Abstract
This is the fifth statistics note produced by the Ophthalmic Statistics Group (OSG) which is designed to be a simple guide to ophthalmic researchers on a statistical issue with an applied ophthalmic example. The OSG is a collaborative group of statisticians who have come together with a desire to raise the statistical standards of ophthalmic researcher by increasing statistical awareness of common issues.
Keywords: Diagnostic tests/Investigation, Epidemiology
A typical question facing an ophthalmologist in clinic is: ‘How good is a particular test at diagnosing a particular pathology’? For example, how useful are the results from a Visual Field Analyser (VFA) in diagnosing glaucoma? Although a positive test result can indicate the presence of a symptom, such as visual field loss, full clinical diagnosis of a disease or condition is considerably more complicated. For instance, in glaucoma, a full clinical examination involving a battery of tests evaluating visual field loss, intraocular pressure, the optic nerve and functional tests such as standard automated perimetry are necessary to make a diagnosis.1 Performing each test is costly and time consuming, and in some countries only a single test may be available for a particular condition. Where multiple tests are available, it is desirable, therefore, to compare their performance in a quantitative way through assessing their diagnostic utility and by examining the sensitivity and specificity with their respective CIs.
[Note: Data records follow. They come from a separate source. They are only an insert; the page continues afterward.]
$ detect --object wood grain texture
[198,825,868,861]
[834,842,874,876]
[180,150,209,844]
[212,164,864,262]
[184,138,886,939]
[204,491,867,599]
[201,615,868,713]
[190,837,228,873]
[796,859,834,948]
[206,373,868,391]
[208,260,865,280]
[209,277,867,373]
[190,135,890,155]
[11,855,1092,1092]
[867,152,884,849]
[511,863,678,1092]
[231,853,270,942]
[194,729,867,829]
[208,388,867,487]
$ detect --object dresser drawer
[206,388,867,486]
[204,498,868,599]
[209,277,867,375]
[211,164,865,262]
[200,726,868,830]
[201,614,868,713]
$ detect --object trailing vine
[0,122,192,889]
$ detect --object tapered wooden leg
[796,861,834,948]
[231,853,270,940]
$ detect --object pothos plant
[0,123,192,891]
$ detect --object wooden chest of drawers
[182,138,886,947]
Suppose, for example, I have 200 individuals referred for assessment in my glaucoma clinic, 100 of the subjects referred are assessed using a VFA, while the other 100 are assessed using a new imaging technology. Individuals are classed as positive or negative according to whether their test result is positive or negative. The positive and negative refer to presence of an abnormality in visual field or optic disc, rather than the outlook for the patient, though it may seem perverse that a positive test result actually translates to something which might be viewed as negative news for the patient.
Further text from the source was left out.